I recently got a subscription to Food & Wine Magazine and have been loving my recipe emails from them. I couldn’t resist the Pumpkin Lasagne recipe they sent my way this past week. Oh goodness, it was so good. A great meatless meal to throw into the mix, complete with all the major food groups: pumpkin, parmesan cheese and something green (rainbow chard, in this case, another love of mine).

Pumpkin Lasagne

Adapted from Food & Wine (I cut back a bit on the cream).
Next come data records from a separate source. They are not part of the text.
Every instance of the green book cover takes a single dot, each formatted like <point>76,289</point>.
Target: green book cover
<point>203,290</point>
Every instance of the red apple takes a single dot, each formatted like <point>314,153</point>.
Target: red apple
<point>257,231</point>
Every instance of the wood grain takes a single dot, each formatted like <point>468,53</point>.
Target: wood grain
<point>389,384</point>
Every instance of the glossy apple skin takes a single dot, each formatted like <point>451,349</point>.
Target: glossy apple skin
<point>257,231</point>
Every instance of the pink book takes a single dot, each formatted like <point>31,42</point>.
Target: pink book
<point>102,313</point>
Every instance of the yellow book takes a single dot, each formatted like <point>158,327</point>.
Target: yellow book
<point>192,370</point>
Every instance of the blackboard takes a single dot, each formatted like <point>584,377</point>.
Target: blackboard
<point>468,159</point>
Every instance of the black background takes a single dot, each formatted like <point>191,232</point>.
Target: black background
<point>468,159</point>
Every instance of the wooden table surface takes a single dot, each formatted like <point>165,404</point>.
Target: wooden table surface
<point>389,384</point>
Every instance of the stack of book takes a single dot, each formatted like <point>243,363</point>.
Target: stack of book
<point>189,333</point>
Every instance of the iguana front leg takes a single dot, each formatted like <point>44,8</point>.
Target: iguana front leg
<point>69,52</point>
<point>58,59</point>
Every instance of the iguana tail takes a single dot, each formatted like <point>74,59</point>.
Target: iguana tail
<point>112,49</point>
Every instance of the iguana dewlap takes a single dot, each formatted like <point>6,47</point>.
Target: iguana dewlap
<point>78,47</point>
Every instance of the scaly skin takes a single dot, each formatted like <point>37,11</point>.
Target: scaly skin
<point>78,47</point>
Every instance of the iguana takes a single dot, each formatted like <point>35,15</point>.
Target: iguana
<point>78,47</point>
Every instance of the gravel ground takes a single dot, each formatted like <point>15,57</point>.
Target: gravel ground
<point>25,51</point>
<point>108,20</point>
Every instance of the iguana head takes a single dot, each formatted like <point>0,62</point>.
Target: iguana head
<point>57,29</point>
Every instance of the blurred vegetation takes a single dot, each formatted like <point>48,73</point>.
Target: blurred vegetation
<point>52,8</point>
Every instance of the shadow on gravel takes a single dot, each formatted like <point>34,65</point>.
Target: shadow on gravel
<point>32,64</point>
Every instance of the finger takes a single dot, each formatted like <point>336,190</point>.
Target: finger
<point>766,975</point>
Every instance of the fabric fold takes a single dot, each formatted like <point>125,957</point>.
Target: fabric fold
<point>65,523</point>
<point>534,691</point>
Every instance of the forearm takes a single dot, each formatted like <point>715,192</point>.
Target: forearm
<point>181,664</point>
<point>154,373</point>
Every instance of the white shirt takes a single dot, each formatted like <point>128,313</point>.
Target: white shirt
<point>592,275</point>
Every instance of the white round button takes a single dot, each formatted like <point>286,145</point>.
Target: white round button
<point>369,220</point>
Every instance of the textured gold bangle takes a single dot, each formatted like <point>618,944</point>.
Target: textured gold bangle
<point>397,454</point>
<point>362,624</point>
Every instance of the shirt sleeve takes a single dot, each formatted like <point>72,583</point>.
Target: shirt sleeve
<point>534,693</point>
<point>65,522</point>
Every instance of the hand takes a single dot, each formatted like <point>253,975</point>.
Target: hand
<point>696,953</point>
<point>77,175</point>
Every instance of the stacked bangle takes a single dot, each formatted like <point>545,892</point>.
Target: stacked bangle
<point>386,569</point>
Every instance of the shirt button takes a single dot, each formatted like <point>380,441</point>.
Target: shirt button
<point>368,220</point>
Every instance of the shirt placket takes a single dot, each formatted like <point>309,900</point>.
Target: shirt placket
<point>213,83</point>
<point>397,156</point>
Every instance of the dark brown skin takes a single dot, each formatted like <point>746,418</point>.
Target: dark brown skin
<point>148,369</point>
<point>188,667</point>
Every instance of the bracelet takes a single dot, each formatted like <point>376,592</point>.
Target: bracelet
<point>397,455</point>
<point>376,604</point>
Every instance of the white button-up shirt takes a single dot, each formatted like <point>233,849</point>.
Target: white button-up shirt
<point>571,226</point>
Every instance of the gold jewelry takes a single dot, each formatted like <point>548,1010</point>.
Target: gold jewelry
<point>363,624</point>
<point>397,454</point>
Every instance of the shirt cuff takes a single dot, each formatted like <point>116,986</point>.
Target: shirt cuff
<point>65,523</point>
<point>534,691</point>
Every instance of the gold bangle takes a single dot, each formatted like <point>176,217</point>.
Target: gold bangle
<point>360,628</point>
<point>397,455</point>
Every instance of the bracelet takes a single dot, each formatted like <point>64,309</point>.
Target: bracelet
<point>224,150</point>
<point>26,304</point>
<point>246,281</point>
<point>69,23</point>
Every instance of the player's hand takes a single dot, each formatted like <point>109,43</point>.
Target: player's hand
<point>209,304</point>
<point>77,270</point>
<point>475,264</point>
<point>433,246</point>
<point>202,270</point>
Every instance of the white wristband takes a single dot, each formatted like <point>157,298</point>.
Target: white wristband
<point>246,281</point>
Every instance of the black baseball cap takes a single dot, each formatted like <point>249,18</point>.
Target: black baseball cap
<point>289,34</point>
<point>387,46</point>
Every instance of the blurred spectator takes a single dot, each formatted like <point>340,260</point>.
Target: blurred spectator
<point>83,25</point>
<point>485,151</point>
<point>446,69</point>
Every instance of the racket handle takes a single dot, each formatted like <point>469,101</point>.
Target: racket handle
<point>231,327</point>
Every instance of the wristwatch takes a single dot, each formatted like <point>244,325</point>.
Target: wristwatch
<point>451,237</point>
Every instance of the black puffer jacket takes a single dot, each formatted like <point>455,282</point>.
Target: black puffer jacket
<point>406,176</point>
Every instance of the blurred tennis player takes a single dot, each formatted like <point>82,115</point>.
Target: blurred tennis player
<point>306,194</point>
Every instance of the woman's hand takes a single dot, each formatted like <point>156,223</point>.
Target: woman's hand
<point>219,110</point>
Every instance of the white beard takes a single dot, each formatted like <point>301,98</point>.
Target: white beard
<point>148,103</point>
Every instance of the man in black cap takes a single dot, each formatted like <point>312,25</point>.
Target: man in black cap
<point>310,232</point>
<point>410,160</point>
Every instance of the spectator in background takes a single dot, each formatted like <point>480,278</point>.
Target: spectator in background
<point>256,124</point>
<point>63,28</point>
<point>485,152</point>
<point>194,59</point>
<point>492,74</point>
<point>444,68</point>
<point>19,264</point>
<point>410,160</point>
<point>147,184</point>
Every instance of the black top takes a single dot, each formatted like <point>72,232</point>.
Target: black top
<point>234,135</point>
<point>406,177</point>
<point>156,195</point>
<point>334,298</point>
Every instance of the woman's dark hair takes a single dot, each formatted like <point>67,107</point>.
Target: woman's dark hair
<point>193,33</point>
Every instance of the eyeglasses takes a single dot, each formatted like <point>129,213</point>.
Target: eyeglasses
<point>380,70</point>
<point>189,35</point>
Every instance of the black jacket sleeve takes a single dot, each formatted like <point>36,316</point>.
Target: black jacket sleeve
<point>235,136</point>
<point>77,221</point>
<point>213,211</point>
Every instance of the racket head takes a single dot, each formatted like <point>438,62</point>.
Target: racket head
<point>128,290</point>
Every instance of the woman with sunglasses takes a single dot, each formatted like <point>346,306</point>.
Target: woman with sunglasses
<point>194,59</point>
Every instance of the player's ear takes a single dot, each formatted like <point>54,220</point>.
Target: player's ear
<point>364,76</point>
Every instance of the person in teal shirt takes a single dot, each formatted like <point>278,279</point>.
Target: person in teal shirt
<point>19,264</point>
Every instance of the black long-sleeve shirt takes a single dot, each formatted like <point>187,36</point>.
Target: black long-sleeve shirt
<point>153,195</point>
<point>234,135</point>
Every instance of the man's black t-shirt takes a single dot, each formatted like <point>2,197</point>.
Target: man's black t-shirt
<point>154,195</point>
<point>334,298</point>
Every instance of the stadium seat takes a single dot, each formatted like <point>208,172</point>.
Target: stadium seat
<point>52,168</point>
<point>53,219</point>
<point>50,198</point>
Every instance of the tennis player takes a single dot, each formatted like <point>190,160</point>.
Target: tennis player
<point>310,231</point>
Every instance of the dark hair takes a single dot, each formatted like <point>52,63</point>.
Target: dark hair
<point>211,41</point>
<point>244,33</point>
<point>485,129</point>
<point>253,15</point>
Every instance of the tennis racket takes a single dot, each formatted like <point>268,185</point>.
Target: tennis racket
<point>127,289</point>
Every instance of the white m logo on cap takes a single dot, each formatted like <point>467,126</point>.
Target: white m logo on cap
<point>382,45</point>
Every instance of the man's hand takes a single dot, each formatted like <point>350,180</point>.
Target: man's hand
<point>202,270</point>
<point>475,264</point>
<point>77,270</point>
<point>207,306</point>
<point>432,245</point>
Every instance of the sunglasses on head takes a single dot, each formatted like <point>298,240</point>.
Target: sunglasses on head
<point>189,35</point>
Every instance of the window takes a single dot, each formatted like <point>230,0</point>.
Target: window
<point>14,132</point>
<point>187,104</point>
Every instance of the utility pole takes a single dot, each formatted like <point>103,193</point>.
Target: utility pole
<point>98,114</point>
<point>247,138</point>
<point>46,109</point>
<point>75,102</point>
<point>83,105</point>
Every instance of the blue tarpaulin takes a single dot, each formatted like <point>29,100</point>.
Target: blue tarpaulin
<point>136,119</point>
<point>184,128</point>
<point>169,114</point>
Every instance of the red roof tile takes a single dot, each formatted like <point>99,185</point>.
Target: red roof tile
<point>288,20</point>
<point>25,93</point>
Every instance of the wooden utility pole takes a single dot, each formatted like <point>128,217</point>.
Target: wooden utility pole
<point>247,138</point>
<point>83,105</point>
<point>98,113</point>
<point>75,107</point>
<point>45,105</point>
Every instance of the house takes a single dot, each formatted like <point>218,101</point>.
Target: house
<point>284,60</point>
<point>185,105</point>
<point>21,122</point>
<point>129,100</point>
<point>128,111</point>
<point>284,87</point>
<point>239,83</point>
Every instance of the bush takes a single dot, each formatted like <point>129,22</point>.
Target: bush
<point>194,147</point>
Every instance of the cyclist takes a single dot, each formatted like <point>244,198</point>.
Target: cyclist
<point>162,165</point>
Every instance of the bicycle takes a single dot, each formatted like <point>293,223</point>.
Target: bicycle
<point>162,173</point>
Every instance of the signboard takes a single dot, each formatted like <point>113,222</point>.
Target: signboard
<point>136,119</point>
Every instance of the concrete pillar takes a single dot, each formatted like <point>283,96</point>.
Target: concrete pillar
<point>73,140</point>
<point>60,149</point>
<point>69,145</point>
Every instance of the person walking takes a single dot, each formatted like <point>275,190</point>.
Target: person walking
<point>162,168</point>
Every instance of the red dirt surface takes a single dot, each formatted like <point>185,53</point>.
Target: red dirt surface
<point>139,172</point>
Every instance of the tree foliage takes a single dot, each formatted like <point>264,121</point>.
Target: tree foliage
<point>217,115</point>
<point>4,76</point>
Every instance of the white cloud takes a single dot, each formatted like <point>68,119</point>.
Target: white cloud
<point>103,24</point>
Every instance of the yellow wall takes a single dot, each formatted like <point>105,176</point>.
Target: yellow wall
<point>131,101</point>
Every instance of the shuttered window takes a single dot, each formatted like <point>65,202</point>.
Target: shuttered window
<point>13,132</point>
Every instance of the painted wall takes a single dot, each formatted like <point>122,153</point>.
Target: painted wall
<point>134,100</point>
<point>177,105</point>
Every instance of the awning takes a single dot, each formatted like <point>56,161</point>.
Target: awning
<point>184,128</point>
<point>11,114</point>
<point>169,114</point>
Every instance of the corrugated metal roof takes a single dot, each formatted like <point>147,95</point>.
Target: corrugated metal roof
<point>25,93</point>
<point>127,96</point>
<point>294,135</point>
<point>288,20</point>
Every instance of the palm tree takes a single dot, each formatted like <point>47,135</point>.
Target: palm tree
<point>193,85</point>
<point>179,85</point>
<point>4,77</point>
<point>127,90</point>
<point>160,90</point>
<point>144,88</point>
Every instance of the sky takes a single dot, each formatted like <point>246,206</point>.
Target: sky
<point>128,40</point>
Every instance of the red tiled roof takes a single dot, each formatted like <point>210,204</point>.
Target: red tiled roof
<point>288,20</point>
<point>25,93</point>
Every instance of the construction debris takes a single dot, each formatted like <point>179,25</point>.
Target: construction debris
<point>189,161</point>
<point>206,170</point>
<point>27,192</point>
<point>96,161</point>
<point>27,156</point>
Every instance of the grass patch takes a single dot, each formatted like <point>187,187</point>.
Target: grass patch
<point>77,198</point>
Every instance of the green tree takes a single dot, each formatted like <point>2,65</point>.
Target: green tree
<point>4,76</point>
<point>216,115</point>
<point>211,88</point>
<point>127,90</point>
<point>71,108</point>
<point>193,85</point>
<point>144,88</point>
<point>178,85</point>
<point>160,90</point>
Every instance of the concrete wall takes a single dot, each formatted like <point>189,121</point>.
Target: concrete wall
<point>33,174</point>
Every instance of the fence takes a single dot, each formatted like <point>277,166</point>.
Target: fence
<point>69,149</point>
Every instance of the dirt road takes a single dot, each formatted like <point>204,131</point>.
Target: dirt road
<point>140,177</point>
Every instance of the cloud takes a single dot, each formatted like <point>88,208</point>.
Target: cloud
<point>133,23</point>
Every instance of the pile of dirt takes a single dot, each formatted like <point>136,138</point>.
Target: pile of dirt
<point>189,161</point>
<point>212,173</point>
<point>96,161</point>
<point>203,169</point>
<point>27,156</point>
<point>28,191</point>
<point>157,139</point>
  • 2 tablespoons olive oil
  • 2 medium or small onions, chopped
  • 2 pounds Swiss or rainbow chard, tough stems removed, leaves washed well and chopped (I leave some stems in for crunch)
  • 2 1/4 teaspoons salt
  • 1 teaspoon fresh-ground black pepper
  • 1 teaspoon dried sage
  • 1/2 teaspoon grated nutmeg
  • 3 cups canned pumpkin puree (one 28-ounce can)
  • 1 1/2 cups heavy cream (I subbed a combination of low-fat buttermilk and half-and-half… I feel too guilty even buying heavy cream :-)
  • 1 1/2 cups grated Parmesan (Oh, can’t skimp there)
  • 1/2 cup milk
  • 9 no-boil lasagne noodles (about 6 ounces)

Do this:

  1. In a large nonstick frying pan, heat the oil over moderately low heat. Add the onions and cook, stirring occasionally, until translucent, about 5 minutes. Increase the heat to moderately high and add the chard in batches, 1 teaspoon salt, 1/2 teaspoon pepper, 1/2 teaspoon sage, and 1/4 teaspoon nutmeg. Cook, stirring, until the chard is wilted and no liquid remains in the pan, 5 to 10 minutes.
  2. Heat the oven to 400°. In a medium bowl, mix together 2 cups of the pumpkin, 3/4 cup [of your cream or cream substitute, such as buttermilk], 1/2 cup Parmesan, and the remaining 1 1/4 teaspoons salt, 1/2 teaspoon pepper, 1/2 teaspoon sage, and 1/4 teaspoon nutmeg.
  3. Pour the milk into an 8-by-12-inch baking dish. Top the milk with one third of the noodles, then spread half the pumpkin mixture over the noodles. Layer half the Swiss chard over the pumpkin and top with a second layer of noodles. Repeat with another layer of pumpkin, Swiss chard, and noodles. Combine the remaining 1 cup of pumpkin and 3/4 cup of cream. Spread the mixture evenly over the top of the lasagne, sprinkle with the remaining 1 cup of Parmesan. Cover with aluminum foil and bake for 20 minutes. Uncover and bake until golden, about 15 minutes more.

And voila! Lots of leftovers, too… OK they lasted through lunch.

And earlier this month, I made pumpkin pancakes with my friend Bridget while we were staying with them in Annapolis (good fuel for BodyCombat training).

And next on my pumpkin to-do list, a cheesy-bready baked pumpkin recipe by Ruth Reichl. Let me know if you beat me to it! What are some of your favorite pumpkin recipes?